Vu la procédure suivante :

Par une requête enregistrée le 11 février 2026, M. A... B... doit être regardé comme demandant au juge des référés, sur le fondement des dispositions de l’article L. 521-2 du code de justice administrative :

1°) d’ordonner à la Défenseure des droits et au ministre de la justice, de faire droit à sa demande du 13 mai 2025 relative aux difficultés qu’il rencontre quant à la migration de son dossier de la caisse d’allocations familiales de Lyon à celle de Marseille ;

2°) d’ordonner à la Défenseure des droits de faire droit à sa demande du 5 octobre 2018 ;

3°) de procéder au renvoi de sa requête au président de la section du contentieux du Conseil d’Etat, par application des dispositions de l’article R. 312-5 du code de justice administrative ;

4°) d’appeler à la présente instance, en qualité d’observateurs, la présidente de la mission permanente d’inspection des juridictions administratives, la Défenseure des droits et le ministre de la justice.

5°) de procéder à la désignation d’un avocat ;

6°) d’ordonner, au président du tribunal administratif de Paris de statuer sur l’objet de sa saisine ;

7°) à ce que la présidente du tribunal administratif de Paris ordonne la notification de l’ordonnance à intervenir à la Défenseure des droits, au ministre de la justice, à la présidente de la mission permanente d’inspection de la juridiction administrative, au président de la section du contentieux du Conseil d’Etat, ainsi qu’au doyen des juges d’instruction près du tribunal judiciaire de Paris et de celui de Lyon.

Il soutient que :
- la condition d’urgence est remplie ;
- la Défenseure des droits et le ministre de la justice le privent de son droit d’accès au service public en ne répondant pas à ses demandes.

Vu les autres pièces du dossier.

Vu le code de justice administrative.

La présidente du tribunal a désigné Mme Perrin pour statuer sur les demandes de référé.

Considérant ce qui suit :

1. Aux termes de l'article L. 521-2 du code de justice administrative : « Saisi d’une demande en ce sens justifiée par l’urgence, le juge des référés peut ordonner toutes mesures nécessaires à la sauvegarde d’une liberté fondamentale à laquelle une personne morale de droit public ou un organisme de droit privé chargé de la gestion d’un service public aurait porté, dans l’exercice d’un de ses pouvoirs, une atteinte grave et manifestement illégale.

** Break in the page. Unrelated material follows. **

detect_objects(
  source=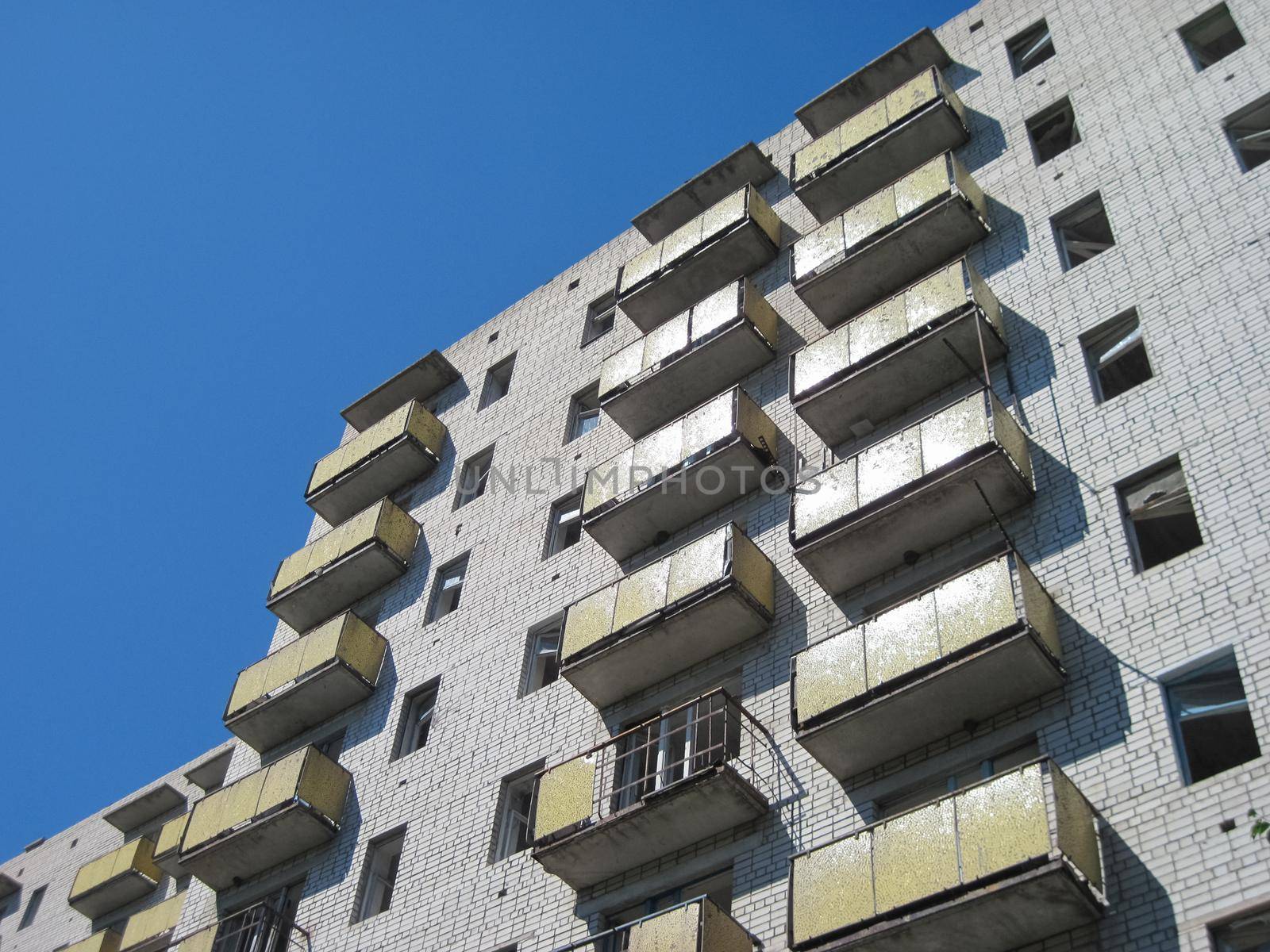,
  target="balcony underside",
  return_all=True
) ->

Le juge des référés se prononce dans un délai de quarante-huit heures ». En vertu de l'article L. 522-3 du même code, le juge des référés peut, par une ordonnance motivée, rejeter une requête sans instruction ni audience lorsque notamment la condition d’urgence n’est pas remplie.

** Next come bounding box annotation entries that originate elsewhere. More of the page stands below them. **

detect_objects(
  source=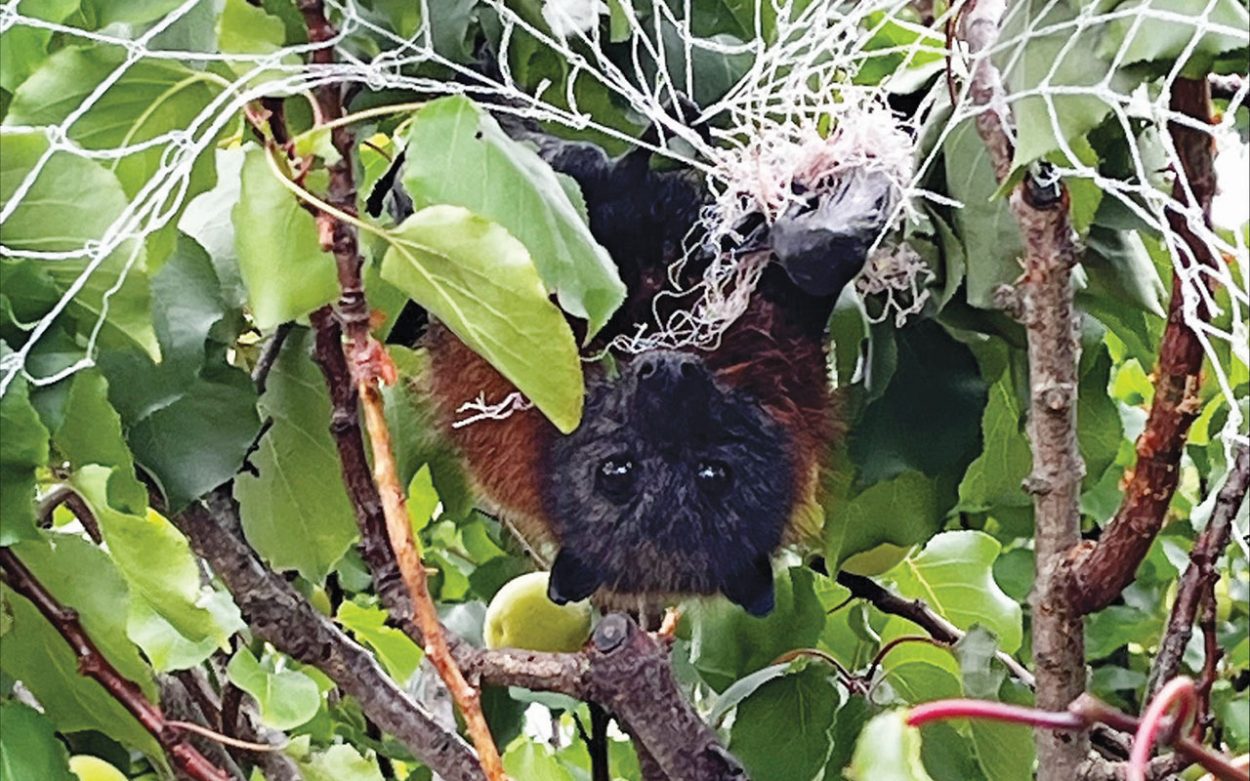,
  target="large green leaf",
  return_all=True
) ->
[404,96,625,336]
[995,0,1136,167]
[1098,0,1250,67]
[943,120,1020,309]
[0,129,160,359]
[729,665,841,781]
[5,46,221,207]
[73,465,241,647]
[846,711,933,781]
[889,531,1023,654]
[0,586,164,759]
[14,532,156,696]
[99,236,260,512]
[686,567,825,691]
[824,470,945,571]
[226,649,321,730]
[53,369,148,514]
[233,149,339,330]
[0,0,79,92]
[296,744,383,781]
[335,601,424,684]
[235,329,358,582]
[383,206,583,434]
[0,700,74,781]
[0,374,49,545]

2. Lorsque le requérant fonde son intervention sur la procédure de protection particulière instituée par l’article L. 521-2 de ce code, il lui appartient de justifier de circonstances caractérisant une situation d’urgence qui implique, sous réserve que les autres conditions posées par l’article L. 521-2 soient remplies, qu’une mesure visant à sauvegarder une liberté fondamentale doive être prise dans les quarante-huit heures.

3. A l’appui de sa demande M. B... ne fait état d’aucun élément propre à justifier une situation d’urgence caractérisée justifiant que soit prise une décision dans un délai de quarante-huit heures.

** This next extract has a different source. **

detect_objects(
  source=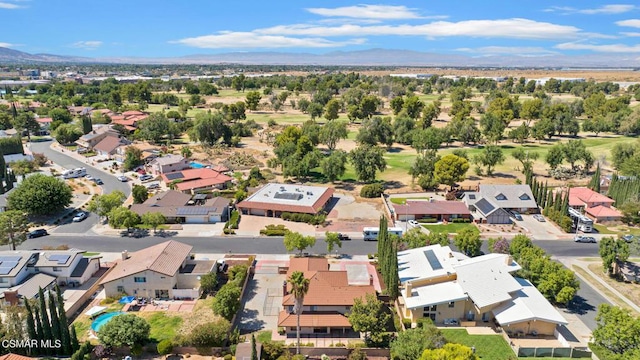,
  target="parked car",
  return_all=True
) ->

4. Il résulte de ce qui précède, et sans qu’il y ait lieu de transmettre les dossiers au président de la section du contentieux du Conseil d’Etat sur le fondement de l’article R. 312-5 du code de justice administrative, ni d’attraire à l’instance la présidente de la mission permanente d’inspection des juridictions administratives, ni de désigner un avocat à l’intéressé, que la requête de M. B... doit être rejetée en toutes ses conclusions par application de l’article L. 522-3 du code de justice administrative.




O R D O N N E :


Article 1er : La requête de M. B... est rejetée.

Article 2 : La présente ordonnance sera notifiée à M. A... B....

Fait à Paris, le 12 février 2026.

La juge des référés,



A. PERRIN







La République mande et ordonne au garde des sceaux, ministre de la justice en ce qui les concerne ou à tous commissaires de justice à ce requis en ce qui concerne les voies de droit commun contre les parties privées, de pourvoir à l’exécution de la présente décision.